The image intensity of these cysts is quite variable, and depends on the
cyst contents and the nature of the cyst wall. Thin-walled cysts filled with
clear CSF-like fluid are hypointense to brain on T1-weighted images and
hyperintense to brain on T2weighted images. If the cyst is filled with
creamy or mucoid material, T1-weighted images can be either iso- or
hyperintense, and T2-weighted images are usually isointense. Simple Rathke's
cleft cysts are usually homogenous in appearance, whereas more complex cysts
have a heterogeneous internal appearance, with regions of wall thickening
and contrast enhancement.
Surgical Therapy
With recent technological advancement in CT
and MR imaging, increasing numbers of intrasellar cystic lesions are being
diagnosed. Because most Rathke's cleft cysts are asymptomatic and because up
to 20 percent of patients with no clinical manifestations of intrasellar
pathology may have an area of hypodensity on CT scanning, only patients with
clear neurological and endocrinologic indications should undergo
exploration. In cases where endocrinologic function is normal and no
compression of extrasellar structures can be demonstrated, an operation is
not indicated. Symptomatic Rathke's cleft cysts should be treated by
evacuation of the contents and liberal opening of the cyst wall. Biopsy of
the cyst wall and histologic analysis is important in all cases to rule out
other neoplastic conditions. Total removal of the cyst wall is not necessary
to prevent recurrence in most cases. Extensive dissection should therefore
be avoided to decrease the risk of morbidity, including partial or total
pituitary insufficiency or damage to the suprasellar structures. The
transsphenoidal approach is the method of choice for treatment of Rathke's
cleft cysts because it involves fewer risks and complications, permits
direct visualization and drainage of the cyst, and has good results. Some
authors have reported good results from treating intrasellar cysts with
craniotomy and cyst drainage, but this procedure should probably only be
undertaken when a transsphenoidal approach is contraindicated or,
occasionally, when the cyst is entirely suprasellar in location.

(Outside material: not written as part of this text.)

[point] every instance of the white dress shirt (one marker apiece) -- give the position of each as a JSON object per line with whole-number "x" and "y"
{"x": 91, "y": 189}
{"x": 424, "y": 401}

The recurrence rate of Rathke's cleft cysts
following transsphenoidal drainage has been reported to be as low as 5
percent. Simple cyst aspiration is not recommended; two of five cysts
treated in this way and reported in the literature recurred. If Rathke's
cleft cyst and craniopharyngioma do represent a continuum, it seems likely
that the cysts that resemble craniopharyngiomas would to some degree share a
craniopharyngioma's potential for regrowth. If a complex cyst is found at
operation, therefore, the patient should have careful follow-up with serial
MRI studies. In cases of recurrence, a second operation with excision and
drainage is recommended. Following transsphenoidal drainage of symptomatic
Rathke's cleft cysts, Baskin reported that serum prolactin levels normalized
in 50 percent of patients, and headaches were ameliorated in 80 percent.
Among the females, menses returned in 80 percent, and galactorrhea ceased in
50 percent. Others have reported that most symptoms and signs improved or
resolved after surgery, with the exception of hypopituitarism and diabetes
insipidus.
Radiation therapy has no
role in the treatment of these benign lesions. One patient treated initially
with irradiation developed visual disturbances and hypopituitarism.